User comment text mining

User comment text mining

Learning objectives

  • Know the role of comment text mining
  • Master the use of nltk and gensim for basic NLP processing

1, Introduction to comment text mining

  • Text mining is to mine the content we are interested in from text information
  • Why should data analysts focus on text data
    • In our daily product and operation work, most of the data analysis methods and forms we often contact are based on descriptive analysis of numbers (values). These are also called structured data
    • In addition, pictures, words and videos are collectively referred to as unstructured data
    • Unstructured data contains a large amount of information, especially text information (user comments) is an important means to understand whether users are satisfied with products and services
    • In the actual work of products and operations, it is very important for us to find out the internal causes of users' preferences, purchase / use and loss
  • For non proprietary e-commerce business, text data is extremely important
    • If it is a self owned APP, we can obtain the data we want through embedding points. However, as a third-party seller, the means to reach users are limited and can only be accessed through the data interface exposed by the platform
    • The unstructured data we can obtain through the platform mainly refers to user comment data
    • User comment data includes user information, competitor information and product information
    • We are all users of e-commerce product stations. We all know the importance of user comments, and there are many marketing activities related to comments: Brush high praise, delete comments, red envelope request comments, etc
  • The following objectives can be achieved through comment text mining:
    • Operation optimization: tap user preferences, tap competitive product dynamics, and improve the competitiveness of their products
    • Product update: explore product update trends and find product problems from users in time
    • Word of mouth management: identify the difference between home products and competitors

2, Project background

  • We want to know about competitive products and market information from the perspective of users

  • Introduction to Ukulele properties

    • Size: Soprano 21 "Concert 23" tenor 26 "
    • Material: basswood, ebony, peach blossom core, plastic
    • Color: log color, red, blue, black
  • Take a look at the composition of Amazon comments. Our main analysis object is the comment body

  • Project requirements:

    • Breakdown of sales of competitive products: the main sales products of competitive products are deduced through the number of historical comments on different models in the comments on competitive products
    • Specific voice of high score and low score of competitive products: what are the comments with a high score of 4-5, what are the users with a low score of 1-2, and what are the aspects we pay more attention to
  • Technical realization:

    • Refinement of competitive products
    • High score and low score keyword extraction

3, Introduction to text mining related methods

1. How to represent text with numeric values

  • Machines do not understand human's natural language. We need to convert natural language into a "language" that is easy for machines to understand, NLP (Natural language processing)

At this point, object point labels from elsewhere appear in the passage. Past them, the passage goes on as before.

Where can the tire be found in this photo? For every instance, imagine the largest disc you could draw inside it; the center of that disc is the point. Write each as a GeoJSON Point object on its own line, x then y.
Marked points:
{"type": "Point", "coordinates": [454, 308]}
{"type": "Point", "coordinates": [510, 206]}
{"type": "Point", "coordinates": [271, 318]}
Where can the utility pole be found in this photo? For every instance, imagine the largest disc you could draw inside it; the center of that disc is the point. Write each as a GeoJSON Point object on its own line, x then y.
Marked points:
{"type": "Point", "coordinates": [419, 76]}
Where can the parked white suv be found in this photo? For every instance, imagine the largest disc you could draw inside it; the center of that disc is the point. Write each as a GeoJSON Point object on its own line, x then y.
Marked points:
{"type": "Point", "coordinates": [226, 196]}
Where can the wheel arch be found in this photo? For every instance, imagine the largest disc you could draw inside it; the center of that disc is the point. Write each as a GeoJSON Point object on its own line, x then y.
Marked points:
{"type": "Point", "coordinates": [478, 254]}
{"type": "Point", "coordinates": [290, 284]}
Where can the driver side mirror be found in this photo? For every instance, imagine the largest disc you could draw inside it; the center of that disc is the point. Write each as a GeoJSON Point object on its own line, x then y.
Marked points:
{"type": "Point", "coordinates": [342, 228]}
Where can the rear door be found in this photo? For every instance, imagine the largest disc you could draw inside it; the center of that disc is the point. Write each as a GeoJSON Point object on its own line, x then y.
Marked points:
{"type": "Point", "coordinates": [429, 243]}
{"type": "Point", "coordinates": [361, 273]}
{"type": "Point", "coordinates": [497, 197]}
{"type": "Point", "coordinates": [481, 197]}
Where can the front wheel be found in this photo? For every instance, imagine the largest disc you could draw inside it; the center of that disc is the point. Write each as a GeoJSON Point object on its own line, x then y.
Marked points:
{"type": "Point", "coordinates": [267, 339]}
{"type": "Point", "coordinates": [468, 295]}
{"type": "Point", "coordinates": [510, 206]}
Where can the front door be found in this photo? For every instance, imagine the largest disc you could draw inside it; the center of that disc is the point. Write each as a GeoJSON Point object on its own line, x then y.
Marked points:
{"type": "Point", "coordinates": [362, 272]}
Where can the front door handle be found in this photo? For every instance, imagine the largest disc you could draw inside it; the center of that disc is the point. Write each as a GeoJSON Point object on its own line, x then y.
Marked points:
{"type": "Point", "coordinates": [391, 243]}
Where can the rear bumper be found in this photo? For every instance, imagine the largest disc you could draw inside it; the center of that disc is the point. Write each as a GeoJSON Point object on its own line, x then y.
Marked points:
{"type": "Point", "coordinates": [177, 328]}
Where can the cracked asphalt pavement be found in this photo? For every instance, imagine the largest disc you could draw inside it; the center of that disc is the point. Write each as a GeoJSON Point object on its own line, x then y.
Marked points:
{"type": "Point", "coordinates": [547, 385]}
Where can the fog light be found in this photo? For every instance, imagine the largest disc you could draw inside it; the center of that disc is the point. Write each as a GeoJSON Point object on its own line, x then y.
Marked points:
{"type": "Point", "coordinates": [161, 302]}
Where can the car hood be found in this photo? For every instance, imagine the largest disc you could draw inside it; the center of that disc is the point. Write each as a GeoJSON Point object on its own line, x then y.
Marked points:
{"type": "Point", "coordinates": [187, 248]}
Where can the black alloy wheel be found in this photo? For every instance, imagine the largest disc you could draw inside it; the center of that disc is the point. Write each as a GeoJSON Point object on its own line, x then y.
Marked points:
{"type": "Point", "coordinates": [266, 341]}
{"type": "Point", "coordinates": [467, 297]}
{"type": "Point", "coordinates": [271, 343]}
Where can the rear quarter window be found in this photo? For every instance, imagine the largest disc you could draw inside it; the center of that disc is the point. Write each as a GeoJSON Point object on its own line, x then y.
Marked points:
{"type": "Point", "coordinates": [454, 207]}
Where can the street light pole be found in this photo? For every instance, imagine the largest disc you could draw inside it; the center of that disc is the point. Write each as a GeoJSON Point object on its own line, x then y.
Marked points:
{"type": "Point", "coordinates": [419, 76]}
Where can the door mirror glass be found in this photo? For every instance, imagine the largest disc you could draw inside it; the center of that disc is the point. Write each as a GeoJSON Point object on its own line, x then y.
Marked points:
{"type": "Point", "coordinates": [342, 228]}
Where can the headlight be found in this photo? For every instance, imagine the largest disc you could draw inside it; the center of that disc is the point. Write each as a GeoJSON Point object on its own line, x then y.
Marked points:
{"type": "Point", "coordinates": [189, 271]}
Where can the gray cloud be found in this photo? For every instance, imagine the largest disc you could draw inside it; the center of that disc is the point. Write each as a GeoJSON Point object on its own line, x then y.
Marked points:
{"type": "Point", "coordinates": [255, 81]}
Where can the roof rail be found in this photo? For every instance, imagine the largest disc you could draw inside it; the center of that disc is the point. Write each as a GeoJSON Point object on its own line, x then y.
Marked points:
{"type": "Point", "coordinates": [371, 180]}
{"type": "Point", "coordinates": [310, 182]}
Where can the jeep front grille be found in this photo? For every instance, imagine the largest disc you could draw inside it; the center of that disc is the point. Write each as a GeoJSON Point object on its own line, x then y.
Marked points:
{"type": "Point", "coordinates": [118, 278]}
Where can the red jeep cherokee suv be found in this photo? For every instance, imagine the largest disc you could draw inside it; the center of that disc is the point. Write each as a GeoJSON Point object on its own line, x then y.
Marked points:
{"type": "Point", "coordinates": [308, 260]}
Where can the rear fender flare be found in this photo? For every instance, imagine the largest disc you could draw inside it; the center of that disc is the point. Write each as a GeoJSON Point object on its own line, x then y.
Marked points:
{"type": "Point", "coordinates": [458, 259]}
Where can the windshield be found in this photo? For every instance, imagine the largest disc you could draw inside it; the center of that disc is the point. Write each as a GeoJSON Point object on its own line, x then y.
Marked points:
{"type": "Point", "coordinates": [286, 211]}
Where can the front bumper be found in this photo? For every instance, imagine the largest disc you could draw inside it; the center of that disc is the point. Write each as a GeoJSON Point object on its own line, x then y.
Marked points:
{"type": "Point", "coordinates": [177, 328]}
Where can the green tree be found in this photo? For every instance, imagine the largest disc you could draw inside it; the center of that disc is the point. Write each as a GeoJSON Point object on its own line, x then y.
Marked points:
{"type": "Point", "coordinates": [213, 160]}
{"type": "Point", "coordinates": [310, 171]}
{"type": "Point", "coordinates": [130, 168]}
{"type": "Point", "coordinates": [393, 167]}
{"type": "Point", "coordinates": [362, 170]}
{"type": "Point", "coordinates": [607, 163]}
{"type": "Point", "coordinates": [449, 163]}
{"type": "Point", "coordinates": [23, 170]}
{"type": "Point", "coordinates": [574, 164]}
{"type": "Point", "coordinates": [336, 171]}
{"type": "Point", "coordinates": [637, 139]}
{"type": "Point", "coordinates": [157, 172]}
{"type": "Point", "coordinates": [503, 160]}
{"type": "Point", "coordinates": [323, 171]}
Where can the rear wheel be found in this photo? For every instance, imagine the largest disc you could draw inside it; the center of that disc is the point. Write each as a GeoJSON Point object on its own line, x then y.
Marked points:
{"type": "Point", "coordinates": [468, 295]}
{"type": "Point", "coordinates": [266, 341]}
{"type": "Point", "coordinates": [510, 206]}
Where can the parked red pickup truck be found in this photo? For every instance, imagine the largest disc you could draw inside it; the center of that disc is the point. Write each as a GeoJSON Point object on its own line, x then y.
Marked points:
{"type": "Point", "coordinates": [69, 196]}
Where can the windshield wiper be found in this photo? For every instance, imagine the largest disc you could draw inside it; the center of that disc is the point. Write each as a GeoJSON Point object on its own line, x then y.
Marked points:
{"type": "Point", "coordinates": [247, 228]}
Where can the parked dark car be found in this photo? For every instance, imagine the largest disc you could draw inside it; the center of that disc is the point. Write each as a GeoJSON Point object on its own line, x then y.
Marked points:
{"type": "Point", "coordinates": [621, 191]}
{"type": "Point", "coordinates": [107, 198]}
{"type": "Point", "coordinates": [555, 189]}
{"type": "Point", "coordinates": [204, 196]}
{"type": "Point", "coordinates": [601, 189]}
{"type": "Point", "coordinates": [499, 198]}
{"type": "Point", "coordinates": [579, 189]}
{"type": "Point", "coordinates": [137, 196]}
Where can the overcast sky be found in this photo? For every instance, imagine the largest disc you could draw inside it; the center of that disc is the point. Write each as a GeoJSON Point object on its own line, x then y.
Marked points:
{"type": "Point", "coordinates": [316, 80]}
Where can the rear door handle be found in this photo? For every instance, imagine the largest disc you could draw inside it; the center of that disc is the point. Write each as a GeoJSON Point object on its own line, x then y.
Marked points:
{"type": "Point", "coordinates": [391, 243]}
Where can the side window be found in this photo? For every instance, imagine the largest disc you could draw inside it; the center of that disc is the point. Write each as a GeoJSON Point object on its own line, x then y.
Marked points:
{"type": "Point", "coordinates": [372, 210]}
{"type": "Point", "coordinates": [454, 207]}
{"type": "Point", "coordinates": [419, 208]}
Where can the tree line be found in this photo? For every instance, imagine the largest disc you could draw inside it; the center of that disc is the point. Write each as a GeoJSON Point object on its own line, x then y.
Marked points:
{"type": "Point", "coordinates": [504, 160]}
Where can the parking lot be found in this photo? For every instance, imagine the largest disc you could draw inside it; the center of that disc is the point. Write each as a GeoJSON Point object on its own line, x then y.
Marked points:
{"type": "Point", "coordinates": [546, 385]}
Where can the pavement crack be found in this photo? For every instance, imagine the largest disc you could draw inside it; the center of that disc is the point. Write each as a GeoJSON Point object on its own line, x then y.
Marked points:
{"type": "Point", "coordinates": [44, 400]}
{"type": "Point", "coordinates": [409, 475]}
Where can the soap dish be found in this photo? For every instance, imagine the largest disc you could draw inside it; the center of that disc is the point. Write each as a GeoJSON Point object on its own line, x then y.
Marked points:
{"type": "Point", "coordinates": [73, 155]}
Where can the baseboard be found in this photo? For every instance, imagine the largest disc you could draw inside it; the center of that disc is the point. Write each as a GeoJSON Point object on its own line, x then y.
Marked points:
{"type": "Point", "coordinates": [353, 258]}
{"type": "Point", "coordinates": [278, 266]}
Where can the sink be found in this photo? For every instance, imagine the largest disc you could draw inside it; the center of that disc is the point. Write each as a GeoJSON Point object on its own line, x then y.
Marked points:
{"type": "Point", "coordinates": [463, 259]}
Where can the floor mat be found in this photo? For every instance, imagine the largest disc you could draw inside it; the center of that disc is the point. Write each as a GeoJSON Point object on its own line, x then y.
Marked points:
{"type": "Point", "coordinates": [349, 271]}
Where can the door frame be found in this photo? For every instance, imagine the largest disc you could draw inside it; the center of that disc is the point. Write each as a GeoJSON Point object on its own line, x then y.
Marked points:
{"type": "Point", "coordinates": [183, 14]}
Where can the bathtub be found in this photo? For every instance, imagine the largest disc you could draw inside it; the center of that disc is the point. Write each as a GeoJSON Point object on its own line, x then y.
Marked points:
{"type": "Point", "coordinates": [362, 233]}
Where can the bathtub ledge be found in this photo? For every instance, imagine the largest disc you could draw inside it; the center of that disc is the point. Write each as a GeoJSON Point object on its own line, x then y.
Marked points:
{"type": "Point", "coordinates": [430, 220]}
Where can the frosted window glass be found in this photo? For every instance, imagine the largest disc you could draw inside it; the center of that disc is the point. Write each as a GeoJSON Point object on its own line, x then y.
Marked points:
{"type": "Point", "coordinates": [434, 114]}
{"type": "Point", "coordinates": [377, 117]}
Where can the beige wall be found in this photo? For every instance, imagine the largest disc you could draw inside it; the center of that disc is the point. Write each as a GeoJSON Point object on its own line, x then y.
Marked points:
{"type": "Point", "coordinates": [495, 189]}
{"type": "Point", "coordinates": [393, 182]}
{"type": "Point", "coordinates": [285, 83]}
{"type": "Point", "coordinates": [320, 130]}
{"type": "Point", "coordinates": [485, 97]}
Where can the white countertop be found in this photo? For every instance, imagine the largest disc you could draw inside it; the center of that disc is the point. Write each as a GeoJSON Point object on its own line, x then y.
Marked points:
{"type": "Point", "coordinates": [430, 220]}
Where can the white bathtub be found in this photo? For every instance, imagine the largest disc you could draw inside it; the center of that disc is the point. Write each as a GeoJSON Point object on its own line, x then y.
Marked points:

  • In NLP, the most fine-grained is words. Words form sentences, and sentences form paragraphs, chapters and documents. Therefore, to deal with NLP, we must first deal with words

  • The ultimate goal of word processing is to represent words with vectors

    ① Get original text: Yes, Everjoys ukulele is the right Soprano Ukulele I have been looking for. It arrived earlier and very well packed, just the way I expected

    ② Participle: [Yes', 'Yes',' Everjoys', 'ukulele', 'is',' the ',' right ',' Soprano ',' ukulele ',' I ',' have ',' be ',' looking ',' for ',' It ',' arrived ',' early ',' and ',' very ',' well ',' packed ',' just ',' the ',' way ',' I ',' expected. ']

    jieba

    ③ Vectorization coding: [1,0,1,0,1,0,1,0...]

    Male [1,0]

    Female [0,1]

    Beijing [1,0,0]

    Shanghai [0,1,0]

    Shenzhen [0,0,1]

    onehot coding

    pd.get_dummies()

  • Content to be processed in word segmentation stage:

    • First, split a sentence into one word. English word segmentation is very simple. It can be directly through the space. Chinese word segmentation can use a tripartite library such as jieba

    • I'd I would

    • I have

    • Next, we need to restore the words with temporal changes to the unchanged words

      • Stem extraction – Stemming

        Stem extraction is the process of getting the root of a word by removing the affixes.

        Common affixes include "plural of noun", "progressive" and "past participle"

      • Word form reduction – lemmatization

        Word form reduction is based on dictionary, which transforms the complex form of words into the most basic form.

        Word form restoration does not simply remove the Prefix suffix, but will convert words according to the dictionary. For example, "drop" will be converted to "drive".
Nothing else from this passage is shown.